Queste figure organizzano incontri di sensibilizzazione, anche attraverso canali innovativi come le radio online in lingua madre. «Una nostra community trainer ha parlato del tema in una radio online in wolof, lingua della comunità senegalese. Poco dopo, è stata contattata da una donna che chiedeva aiuto per accedere a un servizio di ricostruzione genitale».
In realtà, il contatto tra le due donne era avvenuto qualche tempo prima. «Questa donna in realtà aveva già incontrato la nostra community trainer in altri contesti, ma non si era mai sentita pronta ad aprirsi sul tema. Ha capito, invece, che la nostra collega era formata e disponibile ad aiutare».

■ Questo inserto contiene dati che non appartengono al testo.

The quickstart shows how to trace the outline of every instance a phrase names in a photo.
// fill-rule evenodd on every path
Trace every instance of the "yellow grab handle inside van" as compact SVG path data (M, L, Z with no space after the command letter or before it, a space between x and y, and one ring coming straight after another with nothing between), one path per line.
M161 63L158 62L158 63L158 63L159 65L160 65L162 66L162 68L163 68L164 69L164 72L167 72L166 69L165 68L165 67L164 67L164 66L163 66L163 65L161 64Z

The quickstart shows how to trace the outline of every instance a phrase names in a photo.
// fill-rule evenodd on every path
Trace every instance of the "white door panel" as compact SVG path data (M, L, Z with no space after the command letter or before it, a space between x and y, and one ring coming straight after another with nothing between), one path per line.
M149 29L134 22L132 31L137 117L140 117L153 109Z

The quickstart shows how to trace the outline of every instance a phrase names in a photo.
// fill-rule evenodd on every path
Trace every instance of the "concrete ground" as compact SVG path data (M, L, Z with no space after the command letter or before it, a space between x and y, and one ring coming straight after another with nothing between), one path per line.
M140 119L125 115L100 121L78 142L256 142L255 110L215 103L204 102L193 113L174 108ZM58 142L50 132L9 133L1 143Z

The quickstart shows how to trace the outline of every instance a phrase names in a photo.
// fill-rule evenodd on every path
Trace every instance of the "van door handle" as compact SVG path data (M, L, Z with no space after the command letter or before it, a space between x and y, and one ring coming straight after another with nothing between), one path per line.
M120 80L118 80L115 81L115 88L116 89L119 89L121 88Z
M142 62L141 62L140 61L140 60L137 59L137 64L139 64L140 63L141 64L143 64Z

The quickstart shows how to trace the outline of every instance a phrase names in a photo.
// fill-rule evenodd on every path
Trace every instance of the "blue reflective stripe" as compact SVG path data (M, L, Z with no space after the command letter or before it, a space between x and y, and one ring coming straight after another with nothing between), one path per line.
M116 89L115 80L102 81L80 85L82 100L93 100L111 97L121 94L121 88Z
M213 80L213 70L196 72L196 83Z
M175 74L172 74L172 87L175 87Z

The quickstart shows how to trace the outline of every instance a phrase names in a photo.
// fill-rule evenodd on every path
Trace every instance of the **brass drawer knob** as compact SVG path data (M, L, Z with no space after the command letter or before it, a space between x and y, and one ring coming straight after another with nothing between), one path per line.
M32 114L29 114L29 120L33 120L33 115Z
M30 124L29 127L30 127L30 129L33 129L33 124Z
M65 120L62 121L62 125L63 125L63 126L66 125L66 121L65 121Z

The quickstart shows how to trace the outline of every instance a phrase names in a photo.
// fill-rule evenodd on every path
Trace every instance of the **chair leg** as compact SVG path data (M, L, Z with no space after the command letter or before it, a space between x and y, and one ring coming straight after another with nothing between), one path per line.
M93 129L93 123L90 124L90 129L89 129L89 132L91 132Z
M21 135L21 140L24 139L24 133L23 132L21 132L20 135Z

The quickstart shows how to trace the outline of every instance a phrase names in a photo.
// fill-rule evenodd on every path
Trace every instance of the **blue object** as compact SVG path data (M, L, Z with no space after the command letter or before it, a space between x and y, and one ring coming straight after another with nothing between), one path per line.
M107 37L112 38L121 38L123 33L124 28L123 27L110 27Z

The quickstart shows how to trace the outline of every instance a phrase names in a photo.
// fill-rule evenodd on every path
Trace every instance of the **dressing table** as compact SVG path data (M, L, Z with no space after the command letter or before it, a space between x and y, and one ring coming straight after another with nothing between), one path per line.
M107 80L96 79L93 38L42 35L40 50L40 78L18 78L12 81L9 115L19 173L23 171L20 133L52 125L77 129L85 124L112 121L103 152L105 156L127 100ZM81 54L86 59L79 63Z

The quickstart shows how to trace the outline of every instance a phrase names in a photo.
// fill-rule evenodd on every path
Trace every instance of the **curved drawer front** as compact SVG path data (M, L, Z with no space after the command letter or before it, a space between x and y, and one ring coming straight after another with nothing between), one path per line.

È stato grazie al lavoro di rete attivato da ActionAid, in collaborazione con il dottor Massimiliano Brambilla, chirurgo plastico specializzato in chirurgia plastica e rigenerativa e salute genitale femminile – che la donna ha potuto ricevere l’assistenza necessaria sul territorio di Milano.
Risultati e prospettive future
Il cambiamento culturale richiede tempo, ma ci sono segnali positivi. «C’è una diminuzione dell’incidenza della pratica qui in Italia, ma non in tutte le comunità. Ce ne sono alcune più a rischio, come quella nigeriana ed egiziana, in cui non si vede questa diminuzione. Al contrario, nella comunità somala, le bambine nate in Italia tendenzialmente non subiscono la pratica. Tuttavia, varia da comunità a comunità».
I numeri però sono sempre relativi: si parla infatti più di stime che di dati certi. «Sono pratiche nascoste e talvolta anche interiorizzate. Ma le cose stanno per cambiare».

Le ultime statistiche risalgono ad alcuni anni fa: «Al momento i dati disponibili parlano di 87.600 donne portatrici di MGF in Italia, ma sono fermi al 31 dicembre 2018,, quindi sono veramente datati e già parziali di per sé: sono stime, non è possibile raccogliere effettivamente il dato in tutte le comunità. Inoltre, è un fenomeno poco conosciuto dagli operatori e dalle operatrici che intercettano queste donne, ma è stata finalmente annunciata una nuova indagine a livello nazionale».
La speranza nel cambiamento
Le azioni concrete di ActionAid dimostrano che il cambiamento è possibile, anche se non immediato. «È sicuramente un ottimo inizio, da un lato perché a volte si portano avanti delle pratiche senza nemmeno metterle in discussione, senza pensare che possano essere problematiche. Iniziare a far emergere il tema aiuta a creare un “semino di dubbio” che può poi portare al cambiamento» conclude Balmaverde.